韩屿似笑非笑地看着他:“哦?那你好生接待。人家姑娘大老远跑来,别冷着脸。咱们和细封氏是盟友,感情深点,没坏处。”
石磊古铜色的脸膛似乎更黑红了,闷声应了句“是”,转身大步走了,脚步有些匆忙。
苏晴在一旁抿嘴轻笑:“这个石头,也有不好意思的时候。”
“铁汉柔情,未必是坏事。”韩屿也笑了,随即正色道,“对了,上次说的,从使团那里换织机匠人的事,有眉目了吗?”

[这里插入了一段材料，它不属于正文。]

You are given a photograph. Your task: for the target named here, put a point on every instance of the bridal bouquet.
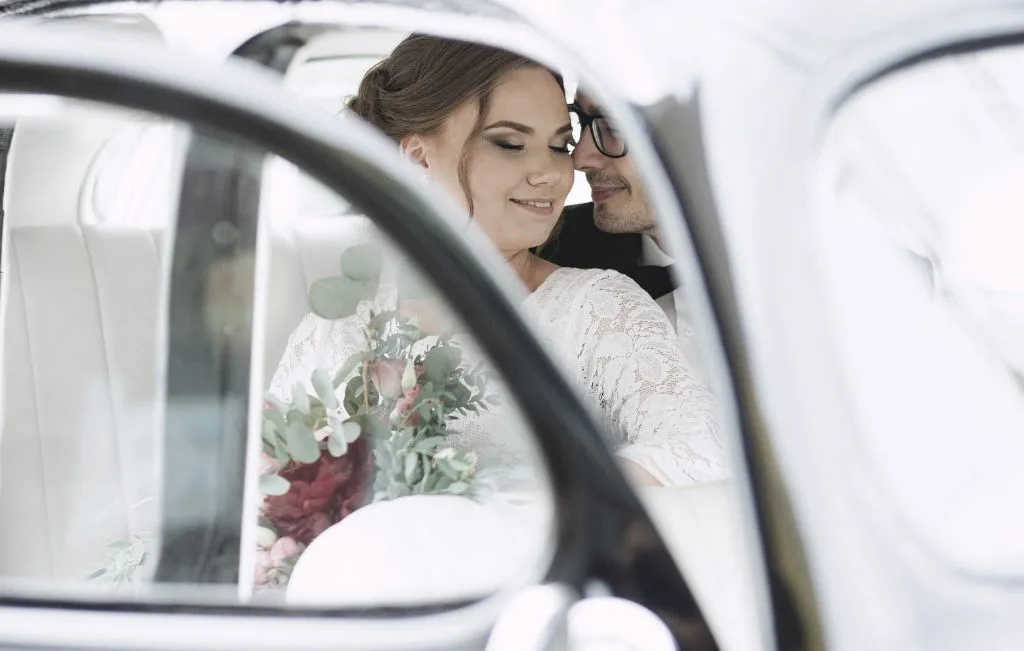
(372, 429)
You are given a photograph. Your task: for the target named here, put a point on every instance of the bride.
(492, 128)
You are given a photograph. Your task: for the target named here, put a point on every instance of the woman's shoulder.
(571, 280)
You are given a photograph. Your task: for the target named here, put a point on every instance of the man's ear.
(416, 148)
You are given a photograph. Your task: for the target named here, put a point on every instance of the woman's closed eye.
(509, 146)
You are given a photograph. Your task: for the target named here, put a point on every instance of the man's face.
(620, 201)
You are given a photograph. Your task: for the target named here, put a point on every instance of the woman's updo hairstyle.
(425, 80)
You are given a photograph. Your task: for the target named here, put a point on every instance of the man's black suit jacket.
(581, 244)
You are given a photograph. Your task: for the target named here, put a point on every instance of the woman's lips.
(537, 207)
(600, 194)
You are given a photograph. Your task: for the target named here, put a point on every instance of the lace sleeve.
(299, 358)
(664, 418)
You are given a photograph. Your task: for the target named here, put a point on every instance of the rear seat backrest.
(80, 386)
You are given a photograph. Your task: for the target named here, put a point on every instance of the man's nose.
(585, 156)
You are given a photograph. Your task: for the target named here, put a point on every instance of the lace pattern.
(613, 341)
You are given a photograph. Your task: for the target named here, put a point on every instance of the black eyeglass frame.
(587, 121)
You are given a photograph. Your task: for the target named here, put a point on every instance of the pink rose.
(386, 376)
(267, 465)
(285, 548)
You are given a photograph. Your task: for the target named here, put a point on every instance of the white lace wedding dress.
(614, 343)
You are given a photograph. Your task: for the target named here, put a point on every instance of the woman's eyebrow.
(511, 125)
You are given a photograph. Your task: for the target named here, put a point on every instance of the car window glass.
(380, 433)
(919, 220)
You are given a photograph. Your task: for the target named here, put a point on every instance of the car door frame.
(788, 390)
(596, 506)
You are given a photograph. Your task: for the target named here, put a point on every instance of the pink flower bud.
(386, 376)
(263, 566)
(284, 549)
(267, 465)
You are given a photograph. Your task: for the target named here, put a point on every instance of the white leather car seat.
(308, 229)
(88, 198)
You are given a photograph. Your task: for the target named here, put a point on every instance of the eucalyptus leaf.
(396, 490)
(411, 468)
(301, 443)
(300, 399)
(325, 388)
(281, 451)
(350, 430)
(444, 466)
(273, 485)
(441, 483)
(353, 395)
(349, 365)
(363, 263)
(336, 444)
(338, 297)
(439, 362)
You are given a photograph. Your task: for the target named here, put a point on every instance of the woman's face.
(518, 167)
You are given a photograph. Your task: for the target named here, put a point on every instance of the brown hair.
(425, 80)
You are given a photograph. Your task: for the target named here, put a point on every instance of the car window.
(919, 223)
(159, 318)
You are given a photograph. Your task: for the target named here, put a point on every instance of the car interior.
(89, 207)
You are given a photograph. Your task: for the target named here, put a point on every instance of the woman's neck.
(530, 269)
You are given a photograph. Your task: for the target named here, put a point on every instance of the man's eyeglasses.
(605, 136)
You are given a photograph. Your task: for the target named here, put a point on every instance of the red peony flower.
(322, 493)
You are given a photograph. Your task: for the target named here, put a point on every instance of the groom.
(617, 230)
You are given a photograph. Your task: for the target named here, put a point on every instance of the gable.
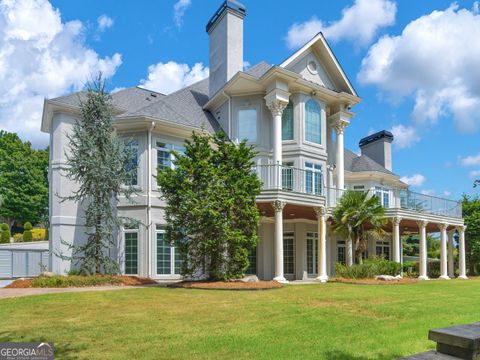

“谢教授在谈。对方愿意用两名熟练的提花织机匠人,换咱们的‘金疮散’和‘冻疮膏’配方,外加每年五十石盐的优先采购权。配方肯定不能给,我提出了用‘改进版成品药’和部分制药工具交换,再每年加二十石盐。他们还在考虑。不过,他们对我们那种小瓷瓶密封包装很感兴趣,问我们卖不卖技术。”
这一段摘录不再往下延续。